MERAUKE, SION YANG TERBELAH

(Sebuah Refleksi Ecclesia Domestica & Keutuhan Ciptaan) Dalam Ibadah Sidang Majelis Pekerja Lengkap (MPL) Persekutuan Gereja-Gereja di Indonesia (PGI) Pagi 2 Februari 2026.

A. Dampak Sosial-Ekonomi

“Kalian bicara tentang investasi. Tentang pertumbuhan ekonomi. Biar saya yang bicara tentang harga yang kami bayar.

Dulu, hutan adalah pasar dan mall kami. Sungai adalah bank kami. Di sana, ada semua yang kami butuhkan: sagu untuk makan, obat-obatan dari akar dan daun, protein dari ikan dan hewan buruan. Tidak ada yang namanya ‘pengangguran’, karena setiap orang punya peran dalam merawat dan mengambil dari alam itu.

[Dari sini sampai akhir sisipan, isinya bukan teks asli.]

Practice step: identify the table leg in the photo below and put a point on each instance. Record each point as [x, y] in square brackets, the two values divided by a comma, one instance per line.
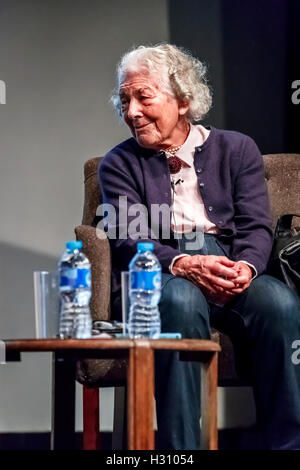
[209, 384]
[140, 397]
[63, 403]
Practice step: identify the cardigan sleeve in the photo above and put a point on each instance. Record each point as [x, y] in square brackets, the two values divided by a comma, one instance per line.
[253, 240]
[121, 176]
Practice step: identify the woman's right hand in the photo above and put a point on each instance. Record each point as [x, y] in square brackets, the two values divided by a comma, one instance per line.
[214, 275]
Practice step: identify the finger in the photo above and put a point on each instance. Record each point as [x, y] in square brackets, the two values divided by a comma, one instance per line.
[226, 261]
[220, 282]
[242, 279]
[221, 270]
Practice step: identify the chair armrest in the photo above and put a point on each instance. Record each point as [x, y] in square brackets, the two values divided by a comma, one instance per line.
[98, 252]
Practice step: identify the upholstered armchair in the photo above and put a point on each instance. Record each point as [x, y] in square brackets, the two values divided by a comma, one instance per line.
[282, 173]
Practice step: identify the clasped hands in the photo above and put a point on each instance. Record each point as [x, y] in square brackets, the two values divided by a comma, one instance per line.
[219, 278]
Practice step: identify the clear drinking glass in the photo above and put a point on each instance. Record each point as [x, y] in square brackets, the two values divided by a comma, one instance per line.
[125, 300]
[46, 303]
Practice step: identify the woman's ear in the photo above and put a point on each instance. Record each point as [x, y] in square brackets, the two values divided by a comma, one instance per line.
[183, 107]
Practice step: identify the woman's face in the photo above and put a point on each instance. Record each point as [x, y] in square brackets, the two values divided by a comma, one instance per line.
[155, 118]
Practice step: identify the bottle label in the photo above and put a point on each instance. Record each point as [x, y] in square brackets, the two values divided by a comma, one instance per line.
[75, 278]
[148, 280]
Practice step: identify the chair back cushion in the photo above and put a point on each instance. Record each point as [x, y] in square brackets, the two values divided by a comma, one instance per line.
[282, 173]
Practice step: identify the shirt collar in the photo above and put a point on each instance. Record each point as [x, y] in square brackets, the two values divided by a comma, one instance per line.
[197, 135]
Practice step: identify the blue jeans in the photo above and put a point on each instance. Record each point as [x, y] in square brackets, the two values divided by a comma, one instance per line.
[262, 323]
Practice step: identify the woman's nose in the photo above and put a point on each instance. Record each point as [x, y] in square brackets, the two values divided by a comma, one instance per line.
[134, 109]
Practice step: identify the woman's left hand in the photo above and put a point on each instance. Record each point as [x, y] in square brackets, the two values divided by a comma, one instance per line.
[244, 278]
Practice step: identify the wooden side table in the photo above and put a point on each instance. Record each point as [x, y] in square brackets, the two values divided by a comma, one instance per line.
[141, 388]
[140, 382]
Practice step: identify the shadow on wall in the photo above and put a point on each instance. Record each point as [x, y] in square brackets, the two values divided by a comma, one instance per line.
[16, 289]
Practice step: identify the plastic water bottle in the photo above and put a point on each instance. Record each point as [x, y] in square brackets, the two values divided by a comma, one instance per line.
[144, 293]
[75, 292]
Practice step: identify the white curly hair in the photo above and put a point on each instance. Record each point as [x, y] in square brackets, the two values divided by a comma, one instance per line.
[182, 75]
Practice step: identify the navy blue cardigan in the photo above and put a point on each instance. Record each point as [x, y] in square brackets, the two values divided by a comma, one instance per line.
[230, 174]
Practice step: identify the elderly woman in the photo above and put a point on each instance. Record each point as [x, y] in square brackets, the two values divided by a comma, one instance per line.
[219, 243]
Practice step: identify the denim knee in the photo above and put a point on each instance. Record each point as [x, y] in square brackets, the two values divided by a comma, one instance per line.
[184, 309]
[275, 303]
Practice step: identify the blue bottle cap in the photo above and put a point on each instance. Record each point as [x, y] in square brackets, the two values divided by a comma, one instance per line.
[73, 245]
[144, 247]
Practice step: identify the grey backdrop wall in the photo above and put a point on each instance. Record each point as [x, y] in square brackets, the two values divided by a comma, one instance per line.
[57, 59]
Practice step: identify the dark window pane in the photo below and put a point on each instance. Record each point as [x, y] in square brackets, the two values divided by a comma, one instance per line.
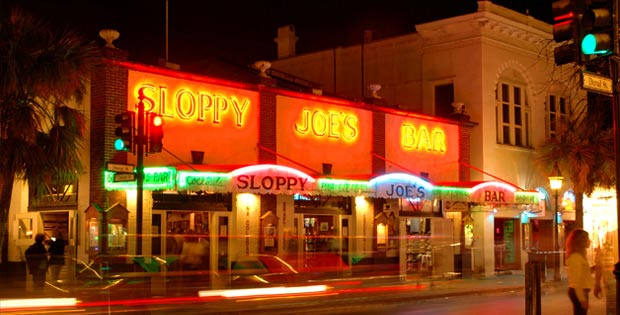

Lalu datanglah mesin-mesin besar. Mereka datang membawa janji kemajuan. Janji lapangan kerja. Apa yang terjadi?

Kami tidak jadi kuli di tanah sendiri. Kami jadi penonton! Mereka datangkan tenaga dari luar, dengan keterampilan yang asing bagi kami. Kami yang tadinya ahli membaca hutan, jadi tidak berguna. Harga kebutuhan melambung, karena kami harus beli semuanya sekarang: beras, sayur, minyak. Sagu kami sudah tidak ada. Ikan di sungai sudah keracunan.

Pemuda-pemuda kami yang putus asa, terpaksa jual tanah warisan leluhur dengan harga murah. Atau mereka pergi merantau, menjadi orang asing di kota-kota besar, terputus dari akar dan identitas. Yang tertinggal adalah orang tua yang meratapi kuburan nenek moyang yang sudah diuruk tanah timbunan.

Ini bukan kemiskinan yang bisa diukur dengan uang. Ini adalah kemiskinan jiwa. Kami kehilangan martabat sebagai penjaga. Kehilangan otonomi sebagai manusia merdeka. Yang tersisa adalah ketergantungan dan kepahitan. Kerusakan alam ini bukan hanya meracuni sungai, tapi juga meracuni masa depan anak-cucu kami. Mereka warisi tanah yang tandus dan warisan budaya yang patah. Ini adalah krisis eksistensi. Kami bertanya: siapa kami sekarang, setelah hutan yang mendefinisikan kami hilang?”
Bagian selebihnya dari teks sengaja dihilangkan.